Introduction
Getting Started with Uniswap APIs
What Are Uniswap APIs?
Uniswap Labs provides API endpoints which support easy integration of swapping and liquidity providing features to your application. These APIs abstract away many of the complexities of interacting with smart contracts and they allow you to leverage Uniswap’s powerful routing logic and intent-based swapping systems.
The APIs have two main feature groups:
- Swapping: Swapping is the ability to swap one token for another token (e.g. trade), to bridge a token from one chain to another chain, and to wrap and unwrap tokens. The swapping endpoints include support for limit orders, batched actions (EIP-5792), and smart wallets (EIP-7702).
- Liquidity Providing (LPing): LPing includes the ability create, modify, and remove liquidity positions from Uniswap protocol pools, to migrate positions between protocol versions, and to claim liquidity providing fees.
Why Integrate with Uniswap APIs?
The APIs are designed for institutional and professional customers to directly integrate swapping and LPing into their existing systems. Direct integration can support a UI, for example to support LPing from a wallet, or it can support a program, for example an algorithmic trading bot. The benefits of integrating with the APIs include:
- Access to public, private, and off-chain liquidity through the UniswapX RFQ protocol, with high-accuracy mid-market pricing and built-in MEV protection.
- Integrated routing which finds the most cost-efficient path to perform a swap
- Request-specific generation of appropriate, validated approvals and transaction calldata.
- Access to swap and provide liquidity on thousands of swapping pairs across 13 blockchains
- Robust, scalable, and performant architecture (used to power Uniswap’s UIs) which is trusted by millions of users and hundreds of professional market participants.
How Do I Get Started?
To use the Uniswap APIs requires an API key. To get an API key, please visit https://hub.uniswap.org/ and fill out the intake form. While your intake form is processed, familiarize yourself with the workflows for token trading and liquidity staking in the following pages. All documentation for these flows, including code samples, can be found on this site.

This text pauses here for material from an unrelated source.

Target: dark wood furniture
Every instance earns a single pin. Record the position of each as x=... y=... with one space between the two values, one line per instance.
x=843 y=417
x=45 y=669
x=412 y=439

If you are a market maker interested in filling UniswapX orders, visit our UniswapX quoter API documentation for more information.
Common Terms
Before you dive further into the documentation, there are a few terms used throughout these documents which are helpful to understand:
- Uniswap Protocols refers to the pools of liquidity created through protocol smart contracts. These are sometimes referred to as V2, V3, and V4 pools. (V1 is not supported by the APIs.) In rare instances these protocols collectively are called Classic.
- UniswapX refers to the intent-based RFQ swap mechanism. UniswapX has three versions in circulation (UniswapX, UniswapX_V2, and UniswapX_V3), although most swaps are filled through UniswapX_V2 and UniswapX_V3. UniswapX is alternately referred to as DutchQuote, DutchQuoteV2, and DutchQuoteV3 (respectively) in the API documentation. Additionally, UniswapX_V2 can be referred to as a PriorityQuote (when a UniswapX_V2 request is made on Base or Unichain chains).